AELP Consultation on National Minimum Wage6th October 2015
The Association of Employment and Learning Providers (AELP), which represents the interests of a range of organisations delivering vocational learning and employment and employability support within the United Kingdom, have released their findings after a consultation on the National Living Wage.
The National Living Wage, one of George Osborne’s key employment and skills measures announced in the Summer Budget, will see the minimum wage (for those 25 and above) rise from £6.70 to £7.20 per hour in April 2016, increasing to £9 per hour by 2020. The Apprenticeship minimum wage will also increased by 57p, up to £3.30 per hour.
The AELP stated the key principles which underlay their consultation and response:
There are too many categories of minimum wages which makes the system difficult to understand or justify.

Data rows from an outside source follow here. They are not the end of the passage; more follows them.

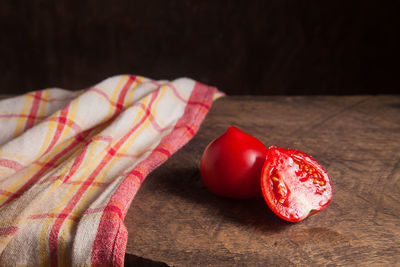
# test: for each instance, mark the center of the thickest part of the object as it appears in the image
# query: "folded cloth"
(72, 161)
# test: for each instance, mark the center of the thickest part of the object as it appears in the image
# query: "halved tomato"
(294, 184)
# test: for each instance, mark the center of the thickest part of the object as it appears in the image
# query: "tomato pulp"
(294, 185)
(231, 164)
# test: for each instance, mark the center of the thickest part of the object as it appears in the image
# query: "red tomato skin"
(304, 196)
(231, 164)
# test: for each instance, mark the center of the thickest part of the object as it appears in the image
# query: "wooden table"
(174, 220)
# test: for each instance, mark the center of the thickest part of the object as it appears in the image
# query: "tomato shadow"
(186, 185)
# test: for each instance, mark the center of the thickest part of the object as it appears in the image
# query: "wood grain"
(174, 220)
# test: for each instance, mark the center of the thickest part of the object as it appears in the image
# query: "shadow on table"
(186, 183)
(132, 260)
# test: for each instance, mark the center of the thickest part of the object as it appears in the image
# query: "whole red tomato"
(231, 164)
(294, 184)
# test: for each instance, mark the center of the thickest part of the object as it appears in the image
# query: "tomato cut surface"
(231, 164)
(294, 185)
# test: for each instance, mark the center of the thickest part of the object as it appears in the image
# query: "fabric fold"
(72, 162)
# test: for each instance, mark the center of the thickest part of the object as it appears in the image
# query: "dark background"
(242, 47)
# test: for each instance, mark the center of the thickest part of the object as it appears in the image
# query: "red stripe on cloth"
(34, 109)
(53, 215)
(9, 230)
(60, 128)
(51, 163)
(11, 164)
(53, 236)
(29, 117)
(110, 243)
(6, 193)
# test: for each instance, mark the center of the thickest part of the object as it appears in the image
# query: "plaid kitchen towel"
(71, 163)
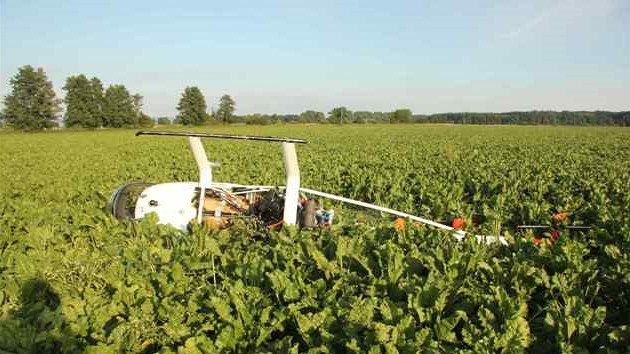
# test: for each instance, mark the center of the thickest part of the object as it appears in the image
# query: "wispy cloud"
(562, 14)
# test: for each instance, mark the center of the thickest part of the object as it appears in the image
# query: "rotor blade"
(224, 136)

This is also the cause of many employers paying the wrong rates of pay.
We believe all working people should be fairly rewarded but the minimum wage must be set at a rate that does not impact on the employment prospects of any people but especially young people.
There is a justification for apprentices to be paid a lower rate than their co workers because of the commitment the employer makes to supporting the apprentices but this should only be in the region of around 20%. This should not apply to anyone over the age of 25.

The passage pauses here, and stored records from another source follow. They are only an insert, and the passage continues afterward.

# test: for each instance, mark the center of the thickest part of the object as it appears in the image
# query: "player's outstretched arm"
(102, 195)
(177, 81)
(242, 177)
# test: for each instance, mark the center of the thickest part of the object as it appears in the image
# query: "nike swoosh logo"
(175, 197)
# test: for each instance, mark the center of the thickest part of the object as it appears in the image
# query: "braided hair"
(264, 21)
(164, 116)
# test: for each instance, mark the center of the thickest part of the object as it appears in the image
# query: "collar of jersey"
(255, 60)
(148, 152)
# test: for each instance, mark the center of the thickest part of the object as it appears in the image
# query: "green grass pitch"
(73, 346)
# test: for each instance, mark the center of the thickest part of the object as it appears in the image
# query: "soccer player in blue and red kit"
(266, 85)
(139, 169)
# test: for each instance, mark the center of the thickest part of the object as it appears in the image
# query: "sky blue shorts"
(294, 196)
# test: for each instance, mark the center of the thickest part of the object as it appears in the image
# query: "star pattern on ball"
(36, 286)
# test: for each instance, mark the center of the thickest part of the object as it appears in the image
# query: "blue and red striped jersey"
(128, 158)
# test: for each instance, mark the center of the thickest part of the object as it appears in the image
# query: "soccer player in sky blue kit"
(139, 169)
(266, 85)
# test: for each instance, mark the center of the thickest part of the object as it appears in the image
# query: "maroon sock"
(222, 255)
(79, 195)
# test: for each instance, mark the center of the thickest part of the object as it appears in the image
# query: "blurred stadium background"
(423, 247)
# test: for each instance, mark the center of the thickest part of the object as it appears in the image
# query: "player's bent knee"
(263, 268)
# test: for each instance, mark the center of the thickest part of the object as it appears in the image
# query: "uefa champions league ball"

When an increase in the minimum wage is justified then this increase should be managed in stages so that the impact of the change can be monitored.
We should encourage all employers to pay a fair rate which in many cases is well above the minimum levels.

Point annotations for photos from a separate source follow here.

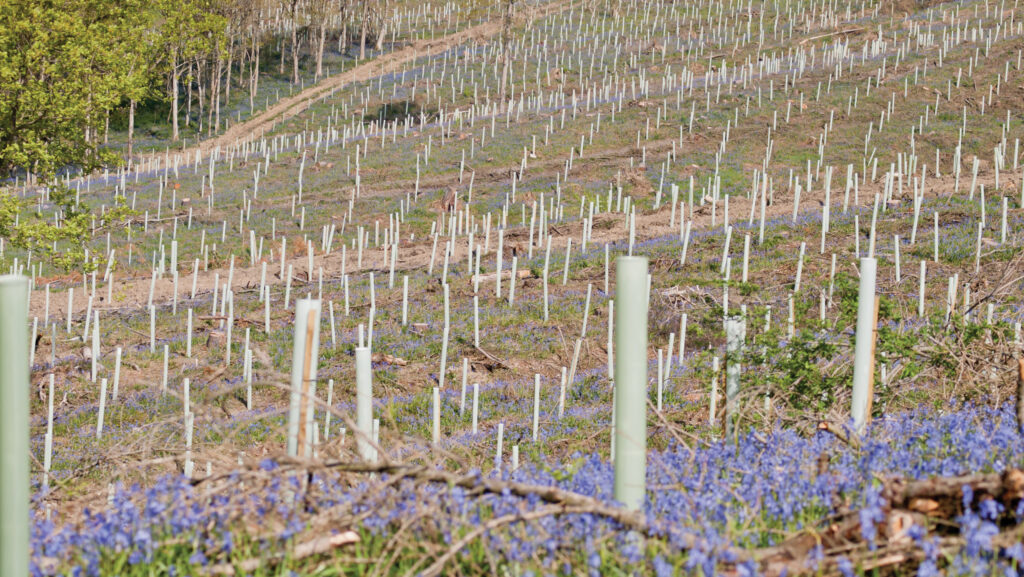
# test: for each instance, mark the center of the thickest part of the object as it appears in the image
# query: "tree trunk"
(188, 90)
(254, 78)
(363, 33)
(131, 129)
(213, 120)
(281, 64)
(320, 51)
(174, 101)
(506, 39)
(227, 77)
(381, 34)
(295, 52)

In light of these considerations, the AELP consultation developed the following recommendations for the Government to adopt in order to make the National Living Wage a successful and inclusive policy development for all:
Minimum (Living) Wage set at 60% of the average wage rate.
This should apply to all workers over 25 including all apprentices. Apprentices at that age are normally already at work albeit undertaking a new role or a substantive training programme. Employers will be getting the productivity gains and benefits so they should be able to afford this pay rate without affecting employment.
The NLW for 18 to 24 year olds should be set at 15% below the general NLW to represent the additional training and support provided by employers to less experienced workers. This wage gap should be closed progressively for workers over 18 by 2020.
The NLW for 16 -18 year olds should be set at 25% below the general NLW and this gap should be progressively closed to 15% by 2020.
We should consider if apprentices over the age of 25 should be paid the NLW by 2020. The current gap between the payment for the first year of the Apprenticeship should be closed over that period.
Apprentices aged 18 – 24 in their first year should be paid at the same rate as other 18 – 24 year old workers by 2020. If so, the gap should be closed progressively between now and then.
7. Apprentices aged 16 – 18 should have a NLW at 20% below the payment for non Apprenticeship employees. This gap should be closed by 2020.